AUTHOR PROFILE
Jim Haines grew up in Michigan. He was educated through 12th grade in Catholic schools. Before a law degree in 1975, Jim sacked groceries, caddied, worked in Michigan’s factories, parked cars, janitored for a beauty salon, waited tables, night clerked for a hotel, threw letters for the post office, shelved books in a library, assisted in a Montessori pre school, worked as a case worker for the Missouri State Training School for Boys, and did odd carpentry jobs. He practiced law for 10 years before eventually becoming CEO of El Paso Electric Company in 1996. In 2001 he was appointed the Skov Professor of Business Ethics at the University of Texas El Paso. In 2002, he became CEO of Westar Energy and then in 2007 was appointed the Clark Distinguished Professor of Business at Washburn University. He retired in 2009 so he could provide day care for his two and then three grandchildren while their parents attended graduate school.
In parallel, Jim was writing, woodworking, fishing, gardening, hiking and snow shoeing in the Rocky Mountains, running and cycling, and whitewater kayaking throughout Appalachia and the western states, as well as Central and South America, while also serving on numerous for profit and not for profit boards. Jim is married and has two sons and two stepdaughters. |
Why do you write?
Writing is integral to my sense of self. As a practicing lawyer, I was a prolific writer of petitions, appellate briefs, memoranda, etc. As a professor, I wrote lectures and articles for business journals. As a business executive, I wrote my own speeches, letters to shareholders, and other correspondence. I correspond regularly with friends through handwritten letters. For my entire adult life, I have written in some format virtually every day. Poetry has been the common denominator and the standard against which I measure, regardless of format. My aspiration is to think and write clearly, deal with substance, and offer a point of view.
What other creative activities are you involved in?
I always have a woodworking project underway and lately I’ve been learning to carve stone. I also repair oriental rugs.
Who is your favorite author and why?
I have read “Ulysses”, “The Love Song …”, “Dover Beach”, “The Second Coming”, “In Memory of W.B. Yeats”, and numerous of Dickinson’s and Frost’s poems more than any others. Along with a meditation on conscience of Saint Alphonsus Liguori, I have a copy of Richard Wilbur’s “Ecclesiastes II:I” taped to the windowpane above my desk. I admire Walter Bargen’s imagination, John Barr’s trenchant wit, Wendell Berry’s attention to place, Daniel Silva’s Gabriel Allon, Larry McMurtry’s storytelling, Atul Gawande on healthcare, Joseph Mitchell on NYC, Tillie Olsen’s empathy, and John McPhee’s curiosity. I could go on.
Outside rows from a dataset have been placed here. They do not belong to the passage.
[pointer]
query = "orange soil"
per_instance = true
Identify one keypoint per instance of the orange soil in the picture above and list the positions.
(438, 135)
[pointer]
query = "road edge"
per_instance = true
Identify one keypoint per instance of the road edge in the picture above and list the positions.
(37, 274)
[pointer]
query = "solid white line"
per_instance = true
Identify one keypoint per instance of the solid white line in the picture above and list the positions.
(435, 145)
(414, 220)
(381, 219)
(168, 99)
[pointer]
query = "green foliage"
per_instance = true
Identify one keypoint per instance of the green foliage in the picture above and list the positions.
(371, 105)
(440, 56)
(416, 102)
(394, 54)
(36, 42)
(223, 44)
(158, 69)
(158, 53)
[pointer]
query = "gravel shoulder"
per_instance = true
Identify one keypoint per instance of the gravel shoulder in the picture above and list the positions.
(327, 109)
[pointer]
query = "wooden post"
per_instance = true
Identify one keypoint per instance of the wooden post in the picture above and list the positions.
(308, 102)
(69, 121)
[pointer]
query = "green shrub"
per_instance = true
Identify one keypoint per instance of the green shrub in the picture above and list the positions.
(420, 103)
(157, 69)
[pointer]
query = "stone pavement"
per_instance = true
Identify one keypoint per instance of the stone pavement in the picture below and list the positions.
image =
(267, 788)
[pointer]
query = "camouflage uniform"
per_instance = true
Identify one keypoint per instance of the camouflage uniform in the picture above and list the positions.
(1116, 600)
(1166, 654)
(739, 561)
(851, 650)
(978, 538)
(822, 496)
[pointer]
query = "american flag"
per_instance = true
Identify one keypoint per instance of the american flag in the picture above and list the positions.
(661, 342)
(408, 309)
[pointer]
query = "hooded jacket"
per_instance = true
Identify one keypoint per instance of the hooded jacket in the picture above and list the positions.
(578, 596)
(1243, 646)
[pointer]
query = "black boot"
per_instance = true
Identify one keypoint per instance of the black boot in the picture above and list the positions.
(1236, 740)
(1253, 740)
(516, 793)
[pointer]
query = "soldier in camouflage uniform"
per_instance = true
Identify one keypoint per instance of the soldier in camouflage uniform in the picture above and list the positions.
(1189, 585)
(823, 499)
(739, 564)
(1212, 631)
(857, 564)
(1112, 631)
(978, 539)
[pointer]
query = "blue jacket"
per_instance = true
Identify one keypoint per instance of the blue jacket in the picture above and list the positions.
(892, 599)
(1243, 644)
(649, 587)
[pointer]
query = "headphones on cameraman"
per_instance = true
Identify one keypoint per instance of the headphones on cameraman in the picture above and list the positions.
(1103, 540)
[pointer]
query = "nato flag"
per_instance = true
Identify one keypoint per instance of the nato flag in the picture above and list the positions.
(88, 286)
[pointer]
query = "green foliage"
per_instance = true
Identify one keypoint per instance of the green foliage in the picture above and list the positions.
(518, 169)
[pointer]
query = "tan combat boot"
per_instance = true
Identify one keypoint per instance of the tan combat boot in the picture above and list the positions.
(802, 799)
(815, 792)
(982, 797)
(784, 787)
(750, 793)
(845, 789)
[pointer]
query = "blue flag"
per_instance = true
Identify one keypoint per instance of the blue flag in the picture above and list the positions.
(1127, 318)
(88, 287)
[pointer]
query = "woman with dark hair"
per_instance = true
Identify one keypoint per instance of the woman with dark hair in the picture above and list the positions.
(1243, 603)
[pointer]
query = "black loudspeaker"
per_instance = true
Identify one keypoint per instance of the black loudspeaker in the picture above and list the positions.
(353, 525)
Tell us about the mechanics of how you write.
I need the first line. After that, while I usually have an end in mind, I remain open to a poem finding its end as well as its form. I compose at the keyboard, seldom from an outline or in a stream of consciousness process; sometimes I start with a prose version. I pay close attention to rhyme and meter but do not let either control. The real work is in cutting to the essence. That requires a judgment about what can be expected of the reader. A poem must feel right to the ear, so as I work through a poem, I constantly read it aloud. If it can’t be read, it won’t be read. It helps to have the comments of someone whom I trust.
Finally, what do you think about Carp, the fish, not our website?
Had you asked about nearly any other fresh water fish, I’d be able to offer something useful. While fishing for largemouth in farm ponds, I’ve watched the faint silhouettes of carp cruising just off the bottom or on a languid summer evening float along the surface like a log slowly drifting in the breeze. It’s the only fish I’ve tried to catch and never caught. I touched one once – its scales like chips of Isinglass; its thick puckered lips opening and closing – always ready; and somewhere in that Jabba the Hutt mass is a ganglion that defies my human brain.